Paula Prates Intervenção pictórica

O espectador assiste a uma sorte de deriva, tudo isto porque não existe um centro na obra; todos os ângulos e direcções são válidos à hora de assaltar a exegese dos trabalhos de Paula Prates. Estes contradizem o dirigido, dificultam a visão fácil e multiplicam as possibilidades do que, em princípio, nos resultaria familiar. A peça apresentada, seguramente objecto, seguramente desenho, compõem-se por uma estrutura modular de madeira que suporta a intervenção pictórica. Esta inicia-se como uma pintura/desenho em grande escala que termina para deixar a própria estrutura visível, deixando a sua função de mero suporte e passando a adquirir presença na obra. Para além disso, começa a “espalhar-se” pela sala, como que de uma contaminação se tratasse. É um exemplo de expansão em direcção ao escultórico e arquitectónico, ultrapassando a sua inevitável bidimensionalidade. Assim, a pintura, o desenho, ou como o queiramos definir, torna-se espaço físico. “Porque hoje não é necessário expressar-se no quadro e penso inevitavelmente em Rosalind Krauss quando afirma que à medida que a fronteira entre o de dentro (a pintura) e o de fora (a moldura) começa a se apagar e romper, cabe a possibilidade de perceber até que ponto a “pintura como unidade” é uma categoria artificial, construída sobre a base do desejo, muito semelhante à “edição original”. Neste terreno indefinido e submetidos a esse grau de imprecisão, movemo-nos ao enfrentarmos propostas como a de Paula Prates, dessas que tratam de construir um novo olhar com o apoio da especulação espacial.” Paula Prates

PAULA PRATES (Almada, 1975). Vive e trabalha em Lisboa. Licenciou-se em Pintura pela Faculdade de Belas-Artes da Universidade de Lisboa em 2000 e tirou o Mestrado em Artes Plásticas pela Central Saint Martins, College of Art and Design de Londres em 2003. Actualmente é representada em Lisboa pela Galeria Sopro. Expõe regularmente desde os finais dos anos 90. As suas exposições individuais foram, em 2006, “Good Time”, sala Zoom, na Galeria Carlos Carvalho, em 2008 “a different view” no Voyeur Project View, sala Peep-Hole e em 2009 “o caos-nuvem” na Galeria Sopro.

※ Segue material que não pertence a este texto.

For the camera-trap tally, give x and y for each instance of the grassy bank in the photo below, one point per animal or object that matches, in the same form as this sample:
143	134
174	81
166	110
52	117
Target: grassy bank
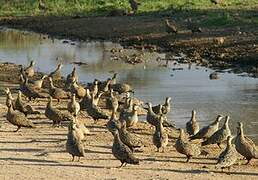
101	7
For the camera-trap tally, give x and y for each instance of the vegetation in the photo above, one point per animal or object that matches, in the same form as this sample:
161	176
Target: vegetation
202	12
100	7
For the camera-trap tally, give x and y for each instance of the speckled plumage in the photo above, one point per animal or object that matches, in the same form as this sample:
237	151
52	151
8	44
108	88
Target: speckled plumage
227	157
18	119
56	115
165	108
22	107
57	93
185	147
153	118
30	91
71	78
78	90
207	131
29	71
122	152
73	106
192	126
220	135
160	137
128	138
244	145
74	145
56	75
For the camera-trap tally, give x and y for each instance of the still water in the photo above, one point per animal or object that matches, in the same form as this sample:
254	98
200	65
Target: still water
232	95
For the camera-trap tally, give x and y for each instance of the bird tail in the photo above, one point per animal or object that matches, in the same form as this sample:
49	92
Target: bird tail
204	143
256	154
32	125
134	160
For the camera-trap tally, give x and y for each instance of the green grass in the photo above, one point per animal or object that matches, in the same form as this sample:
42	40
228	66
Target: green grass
100	7
202	12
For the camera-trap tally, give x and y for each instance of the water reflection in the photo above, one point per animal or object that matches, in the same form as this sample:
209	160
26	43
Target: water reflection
190	88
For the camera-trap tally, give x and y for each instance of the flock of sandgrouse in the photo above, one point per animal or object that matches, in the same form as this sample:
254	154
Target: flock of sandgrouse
121	111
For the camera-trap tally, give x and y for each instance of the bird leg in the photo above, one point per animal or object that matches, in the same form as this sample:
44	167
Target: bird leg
163	149
248	161
122	164
188	158
219	145
19	127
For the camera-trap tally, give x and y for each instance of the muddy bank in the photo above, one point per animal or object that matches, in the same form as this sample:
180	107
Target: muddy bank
234	47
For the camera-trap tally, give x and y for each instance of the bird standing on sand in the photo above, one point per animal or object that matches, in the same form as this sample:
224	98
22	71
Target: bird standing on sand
74	145
229	156
73	106
185	147
165	109
56	115
220	135
170	28
160	137
9	98
18	119
22	107
192	126
122	152
207	131
244	145
29	71
56	75
57	93
128	138
38	83
71	77
134	5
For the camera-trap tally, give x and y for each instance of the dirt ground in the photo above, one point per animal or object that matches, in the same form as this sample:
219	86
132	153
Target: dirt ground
40	153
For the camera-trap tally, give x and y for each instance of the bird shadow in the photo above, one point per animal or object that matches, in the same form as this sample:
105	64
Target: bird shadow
197	171
20	150
177	161
28	160
105	147
98	152
57	164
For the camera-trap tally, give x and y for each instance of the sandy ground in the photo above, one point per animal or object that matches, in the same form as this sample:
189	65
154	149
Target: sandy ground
40	154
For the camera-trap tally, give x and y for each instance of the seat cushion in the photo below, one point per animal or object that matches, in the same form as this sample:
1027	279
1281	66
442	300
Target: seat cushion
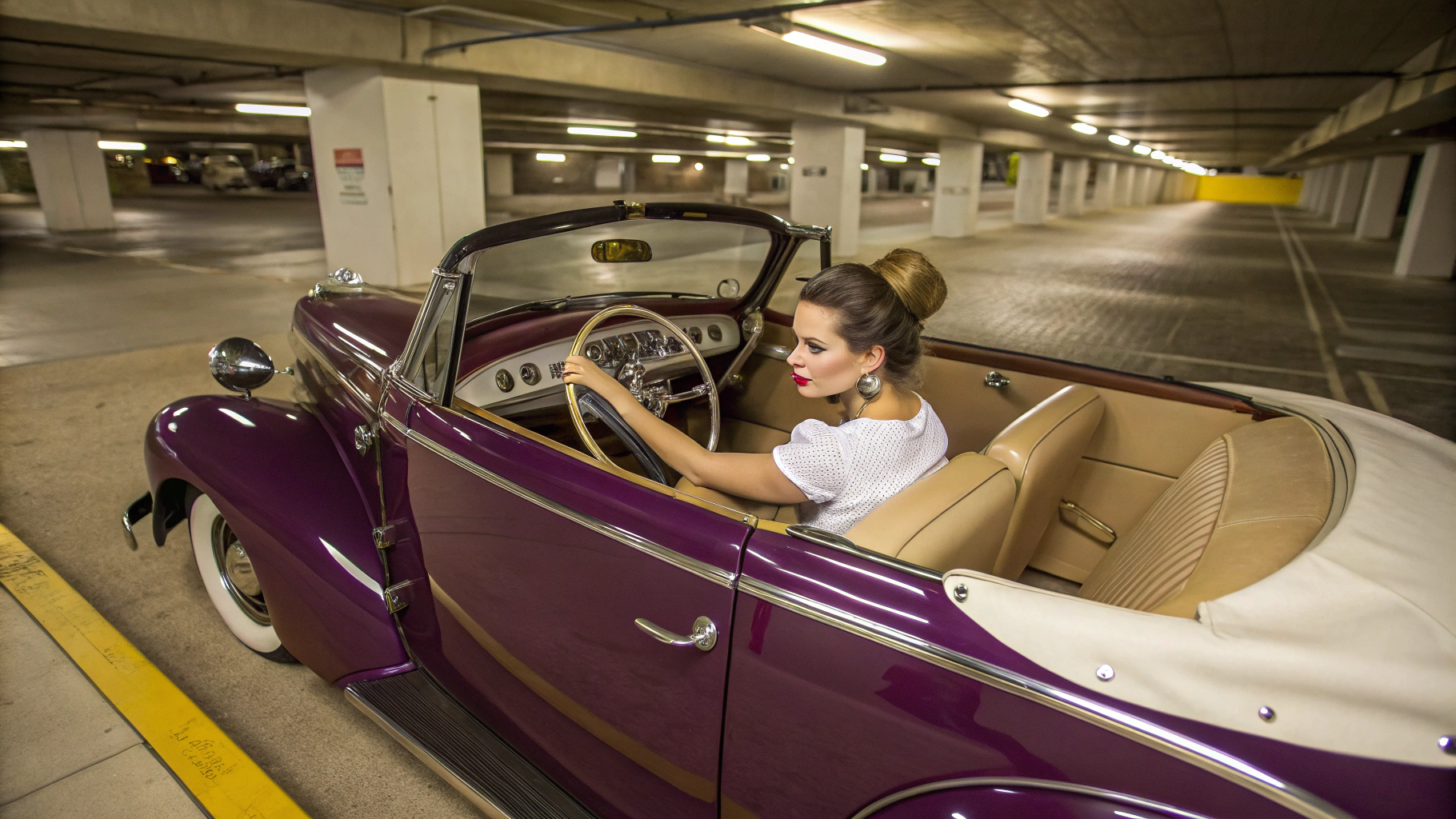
953	518
1043	449
1251	502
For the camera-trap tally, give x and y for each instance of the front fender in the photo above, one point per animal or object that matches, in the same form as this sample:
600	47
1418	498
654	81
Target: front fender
275	474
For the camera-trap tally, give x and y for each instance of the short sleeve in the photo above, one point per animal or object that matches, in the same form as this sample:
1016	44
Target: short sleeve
814	461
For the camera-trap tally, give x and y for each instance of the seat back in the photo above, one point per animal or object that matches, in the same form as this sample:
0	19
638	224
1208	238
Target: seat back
1043	449
953	518
1248	505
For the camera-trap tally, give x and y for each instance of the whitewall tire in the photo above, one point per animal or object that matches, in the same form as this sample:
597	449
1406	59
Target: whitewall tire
230	582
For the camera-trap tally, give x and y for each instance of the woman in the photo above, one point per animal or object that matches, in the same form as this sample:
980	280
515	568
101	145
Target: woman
859	339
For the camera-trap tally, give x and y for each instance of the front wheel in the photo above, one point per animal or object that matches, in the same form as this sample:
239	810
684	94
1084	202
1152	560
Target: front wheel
227	572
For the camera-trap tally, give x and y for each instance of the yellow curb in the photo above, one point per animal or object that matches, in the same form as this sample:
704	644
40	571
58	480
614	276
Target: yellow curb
222	777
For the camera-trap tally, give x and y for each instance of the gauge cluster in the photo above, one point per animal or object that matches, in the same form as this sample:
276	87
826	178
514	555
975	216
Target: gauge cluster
532	378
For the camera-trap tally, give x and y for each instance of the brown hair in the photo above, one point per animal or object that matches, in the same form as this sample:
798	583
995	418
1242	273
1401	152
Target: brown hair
886	303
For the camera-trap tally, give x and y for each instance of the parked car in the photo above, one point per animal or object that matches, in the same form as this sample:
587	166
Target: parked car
222	172
282	174
513	585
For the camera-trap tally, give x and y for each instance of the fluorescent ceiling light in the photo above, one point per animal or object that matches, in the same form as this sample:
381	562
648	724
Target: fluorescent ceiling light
834	48
274	110
1027	106
589	131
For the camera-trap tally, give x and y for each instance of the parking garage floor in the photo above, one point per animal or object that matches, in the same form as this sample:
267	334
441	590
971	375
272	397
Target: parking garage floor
99	332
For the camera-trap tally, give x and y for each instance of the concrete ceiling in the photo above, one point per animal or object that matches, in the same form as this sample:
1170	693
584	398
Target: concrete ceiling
957	58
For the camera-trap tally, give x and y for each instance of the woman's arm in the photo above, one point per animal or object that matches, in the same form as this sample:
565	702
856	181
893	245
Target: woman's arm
746	474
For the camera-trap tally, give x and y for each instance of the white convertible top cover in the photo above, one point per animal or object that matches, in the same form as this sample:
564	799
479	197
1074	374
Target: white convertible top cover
1353	643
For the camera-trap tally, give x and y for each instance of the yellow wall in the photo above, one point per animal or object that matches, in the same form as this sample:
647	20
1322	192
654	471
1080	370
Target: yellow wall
1262	190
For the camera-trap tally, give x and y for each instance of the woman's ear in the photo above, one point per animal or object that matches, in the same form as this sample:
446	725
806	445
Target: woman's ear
873	358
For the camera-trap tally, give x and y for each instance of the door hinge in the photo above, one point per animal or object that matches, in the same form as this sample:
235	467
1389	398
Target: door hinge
399	597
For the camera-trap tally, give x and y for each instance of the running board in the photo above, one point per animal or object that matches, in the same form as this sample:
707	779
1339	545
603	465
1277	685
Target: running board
466	754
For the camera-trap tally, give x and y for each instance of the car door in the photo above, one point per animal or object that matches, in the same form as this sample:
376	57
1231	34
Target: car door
532	568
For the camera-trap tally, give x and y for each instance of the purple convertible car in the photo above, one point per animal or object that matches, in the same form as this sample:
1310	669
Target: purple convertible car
1124	597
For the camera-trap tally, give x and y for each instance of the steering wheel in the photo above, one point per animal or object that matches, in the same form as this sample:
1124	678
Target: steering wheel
651	396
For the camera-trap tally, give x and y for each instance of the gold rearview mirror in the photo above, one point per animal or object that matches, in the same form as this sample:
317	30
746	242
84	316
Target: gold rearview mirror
621	250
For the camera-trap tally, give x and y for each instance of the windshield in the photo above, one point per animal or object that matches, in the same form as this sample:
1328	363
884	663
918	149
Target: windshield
686	258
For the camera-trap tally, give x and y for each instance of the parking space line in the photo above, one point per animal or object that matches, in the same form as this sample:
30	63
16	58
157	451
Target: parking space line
218	774
1374	390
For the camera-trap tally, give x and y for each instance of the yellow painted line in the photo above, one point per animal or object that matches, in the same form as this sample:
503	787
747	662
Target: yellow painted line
222	777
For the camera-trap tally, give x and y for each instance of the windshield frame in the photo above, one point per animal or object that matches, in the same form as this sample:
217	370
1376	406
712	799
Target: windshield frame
784	242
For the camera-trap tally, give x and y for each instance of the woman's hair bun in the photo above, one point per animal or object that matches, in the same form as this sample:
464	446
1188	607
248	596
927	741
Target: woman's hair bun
914	280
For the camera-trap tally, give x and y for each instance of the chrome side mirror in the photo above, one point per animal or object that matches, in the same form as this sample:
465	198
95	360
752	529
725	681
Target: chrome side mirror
242	366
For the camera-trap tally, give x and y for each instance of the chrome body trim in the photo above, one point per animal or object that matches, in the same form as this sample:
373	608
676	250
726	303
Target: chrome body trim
442	770
1027	783
842	543
1107	717
774	351
703	570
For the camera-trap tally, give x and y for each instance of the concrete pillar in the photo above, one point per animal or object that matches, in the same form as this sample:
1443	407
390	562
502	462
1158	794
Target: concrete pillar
1382	197
609	174
1074	188
399	169
957	190
736	178
1123	192
1429	242
1033	188
500	176
826	179
1104	186
70	179
1349	188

Participou em diversas exposições colectivas, das quais se destacam “Paula Prates e Marta Ramos” (Galeria Minimal, Porto, 2002), “Touch & Go” (Space 44, Londres, 2003), “E=mc_” (Museu Nacional da Ciência e da Técnica, Coimbra, 2005), “Paisagens e Arquitecturas” (Galeria Sete, Coimbra, 2005), “Private Office” (Espaço Avenida, Lisboa, 2007), “Estruturas 1:1” (Sala do Veado – Museu Nacional de História Natural, Lisboa, 2009), “Drawing by Numbers” (Espaço Avenida 211, Lisboa, 2009),“White Garden” (Pavilhão 28, Centro Hospitalar Psiquiátrico de Lisboa, Lisboa, 2010) e “Sala do Veado - Cabinet d’Amateur – 1990/2010, Lisboa, 2010). Recebeu em 2008 uma Menção Honrosa em Desenho, na 1.ª Bienal Internacional de Artes Plásticas - IX Prémio Vespeira. È também sócia fundadora da recente associação de artistas Base Curva da qual é actualmente Vice-Presidente.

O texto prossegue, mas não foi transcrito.